The amazing news of the European Space Agency's Rosetta mission landing on the comet has burst onto the scene. Even more colourfully, so has the shirt of Mike Taylor, the talented Rosetta scientist who appeared in the media.

(Will we now have the "Rosetta Shirt" to go along with the famed "Rosetta Stone?")


What's the big deal?

I studied tech and worked in tech industries for more than 10 years. Then, as now, the techier it got, the more men worked there, and the more casual the dress code. Not suit and tie, but T-shirts and cycling gear. New Zealand is pretty relaxed. They were not the most politically careful people around.

But not one of those men would have worn a shirt like that to work. If they had actually made such a bad call, they wouldn't have made it down the hall before somebody responsible would have gently but firmly reminded them how inappropriate it was.

If I interviewed for a company where I saw someone wearing such a shirt unchallenged, I would have known there were problems.

So scientist dude Mike Taylor put on a shirt covered in fantasy cartoon body babes, went to work, and made it onscreen without anybody around him noticing a problem. This is a workplace with an ingrained sexism problem. This is a classic real life illustration of this gender-divide study in technical fields. In a way, Mike Taylor has done us a favour by showing how invisible sexism is to him and his field. And I salute him for apologising for his mistake.

Mike Taylor's response is more enlightened than the people who have blamed the feminists for the problem. Apparently the shirt was not the distraction from the major scientific accomplishment - it was those who complained about it.

On the world stage

Like it or not, ready or not, Mike Taylor just appeared on the world stage. In a recent show I was in, the director asked one of the supporting actors to remove a hat supplied by wardrobe. Obviously wardrobe loved the hat, and the actor also loved the hat, and it looked dramatic, so what was the problem?

Well, the hat was so big that you couldn't stop looking at it and pay full attention to the scene. It was like, there were three on stage: the main actor and the supporting actor and her hat, and the scene only called for two. When a piece of clothing, like that hat or that shirt, has its own personality, handle with care.

We should only have been hearing the awesome space message. Some director just had an epic fail.

Copyright Looney Tunes
Reframing the stereotype

What if the white guy's shirt had jolly drawings of black people in rags pickin' cotton? Would objectors have been labelled bullies, as the feminists have been? Would that have been "not actual racism"? Would anyone say, "If black people let something like this put them off, they shouldn't work in the STEM fields."
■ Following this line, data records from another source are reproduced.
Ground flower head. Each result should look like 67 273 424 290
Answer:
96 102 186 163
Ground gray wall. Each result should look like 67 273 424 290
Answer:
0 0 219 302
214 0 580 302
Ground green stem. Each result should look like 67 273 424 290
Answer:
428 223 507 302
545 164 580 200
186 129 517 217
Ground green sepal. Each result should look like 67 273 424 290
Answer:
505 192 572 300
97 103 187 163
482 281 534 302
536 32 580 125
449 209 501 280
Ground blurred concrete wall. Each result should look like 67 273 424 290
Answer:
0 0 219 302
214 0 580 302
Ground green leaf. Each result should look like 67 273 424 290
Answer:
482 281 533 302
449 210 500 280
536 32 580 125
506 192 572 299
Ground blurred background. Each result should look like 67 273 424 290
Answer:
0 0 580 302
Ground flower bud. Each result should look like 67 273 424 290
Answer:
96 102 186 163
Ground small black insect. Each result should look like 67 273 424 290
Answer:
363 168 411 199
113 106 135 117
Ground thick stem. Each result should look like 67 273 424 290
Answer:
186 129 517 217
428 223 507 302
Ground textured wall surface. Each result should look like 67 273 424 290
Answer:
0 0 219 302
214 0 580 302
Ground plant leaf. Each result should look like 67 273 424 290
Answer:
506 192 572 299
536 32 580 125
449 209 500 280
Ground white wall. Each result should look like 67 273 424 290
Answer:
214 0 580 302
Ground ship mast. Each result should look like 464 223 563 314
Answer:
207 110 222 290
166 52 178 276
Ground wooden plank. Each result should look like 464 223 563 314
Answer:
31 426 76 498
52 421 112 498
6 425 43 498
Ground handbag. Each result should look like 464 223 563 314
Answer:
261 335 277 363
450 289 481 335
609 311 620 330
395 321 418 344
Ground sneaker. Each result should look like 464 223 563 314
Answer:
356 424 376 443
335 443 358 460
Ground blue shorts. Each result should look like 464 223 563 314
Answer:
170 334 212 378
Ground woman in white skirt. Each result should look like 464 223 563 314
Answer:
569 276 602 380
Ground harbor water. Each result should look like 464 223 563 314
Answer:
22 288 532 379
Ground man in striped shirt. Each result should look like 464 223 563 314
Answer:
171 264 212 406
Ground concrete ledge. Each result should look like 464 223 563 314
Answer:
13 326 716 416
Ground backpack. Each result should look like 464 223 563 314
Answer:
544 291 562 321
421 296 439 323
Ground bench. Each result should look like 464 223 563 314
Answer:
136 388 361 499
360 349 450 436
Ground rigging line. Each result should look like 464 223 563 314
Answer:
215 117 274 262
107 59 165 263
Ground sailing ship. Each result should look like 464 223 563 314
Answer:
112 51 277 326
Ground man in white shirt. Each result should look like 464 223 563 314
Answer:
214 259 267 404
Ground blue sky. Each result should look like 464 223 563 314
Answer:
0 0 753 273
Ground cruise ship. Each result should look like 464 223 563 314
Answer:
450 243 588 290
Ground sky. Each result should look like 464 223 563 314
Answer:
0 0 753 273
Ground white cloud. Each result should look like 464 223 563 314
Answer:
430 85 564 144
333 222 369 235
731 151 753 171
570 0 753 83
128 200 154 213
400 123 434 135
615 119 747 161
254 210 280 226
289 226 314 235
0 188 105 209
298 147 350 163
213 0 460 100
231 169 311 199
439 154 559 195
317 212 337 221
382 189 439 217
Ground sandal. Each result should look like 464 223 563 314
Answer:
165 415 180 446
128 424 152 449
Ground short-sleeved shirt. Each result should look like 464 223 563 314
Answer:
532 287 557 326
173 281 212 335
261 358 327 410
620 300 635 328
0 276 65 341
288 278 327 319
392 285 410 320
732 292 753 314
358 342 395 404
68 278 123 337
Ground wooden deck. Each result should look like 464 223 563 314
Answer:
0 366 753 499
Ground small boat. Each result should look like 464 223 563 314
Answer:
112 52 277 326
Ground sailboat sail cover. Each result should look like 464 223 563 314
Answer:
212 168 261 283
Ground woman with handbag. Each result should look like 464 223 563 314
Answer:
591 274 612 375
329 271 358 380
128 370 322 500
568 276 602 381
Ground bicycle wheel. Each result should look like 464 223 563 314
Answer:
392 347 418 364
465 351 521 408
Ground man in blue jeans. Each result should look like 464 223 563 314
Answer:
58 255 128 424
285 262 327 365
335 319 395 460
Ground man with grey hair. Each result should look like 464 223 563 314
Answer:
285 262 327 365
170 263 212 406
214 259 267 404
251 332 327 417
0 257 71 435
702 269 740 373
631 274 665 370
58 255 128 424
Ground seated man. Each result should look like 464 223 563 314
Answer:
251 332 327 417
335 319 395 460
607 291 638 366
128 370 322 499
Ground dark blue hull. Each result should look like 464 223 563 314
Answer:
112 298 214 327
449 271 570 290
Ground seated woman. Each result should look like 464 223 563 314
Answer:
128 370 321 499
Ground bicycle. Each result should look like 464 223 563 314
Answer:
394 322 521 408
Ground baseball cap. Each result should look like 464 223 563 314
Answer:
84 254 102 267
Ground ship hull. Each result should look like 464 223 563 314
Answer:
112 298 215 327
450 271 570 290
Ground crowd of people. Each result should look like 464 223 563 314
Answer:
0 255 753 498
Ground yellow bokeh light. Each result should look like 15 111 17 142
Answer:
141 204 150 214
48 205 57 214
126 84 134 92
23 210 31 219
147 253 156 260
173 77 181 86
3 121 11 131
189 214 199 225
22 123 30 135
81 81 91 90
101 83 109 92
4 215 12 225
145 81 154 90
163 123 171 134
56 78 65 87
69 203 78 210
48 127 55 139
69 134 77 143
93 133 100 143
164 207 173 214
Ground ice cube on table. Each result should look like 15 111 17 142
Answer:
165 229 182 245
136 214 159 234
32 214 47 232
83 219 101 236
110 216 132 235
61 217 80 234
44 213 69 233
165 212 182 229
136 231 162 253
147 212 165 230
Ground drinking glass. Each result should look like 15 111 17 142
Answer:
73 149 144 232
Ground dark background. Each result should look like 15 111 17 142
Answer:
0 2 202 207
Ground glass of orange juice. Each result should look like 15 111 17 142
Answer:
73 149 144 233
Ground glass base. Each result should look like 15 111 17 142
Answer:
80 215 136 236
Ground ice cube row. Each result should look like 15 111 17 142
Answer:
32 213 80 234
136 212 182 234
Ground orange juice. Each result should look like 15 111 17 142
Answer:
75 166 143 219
News flash. Black people are also largely underrepresented in STEM fields. Perhaps secretly white men prefer them in the cotton fields. It's no secret that too many still prefer barely dressed fantasy women to real women challenging them in the real world. Is this an offensive stereotype? Yes. No fun, is it?

Basically, what that says is, "If you can't handle that STEM fields are sexist/racist, you shouldn't work there. Don't complain!"

Even Star Trek changed their motto to "boldly go where no one has gone before." Little by little, oppression could become invisible because it doesn't exist anymore. But it won't happen if we ignore it.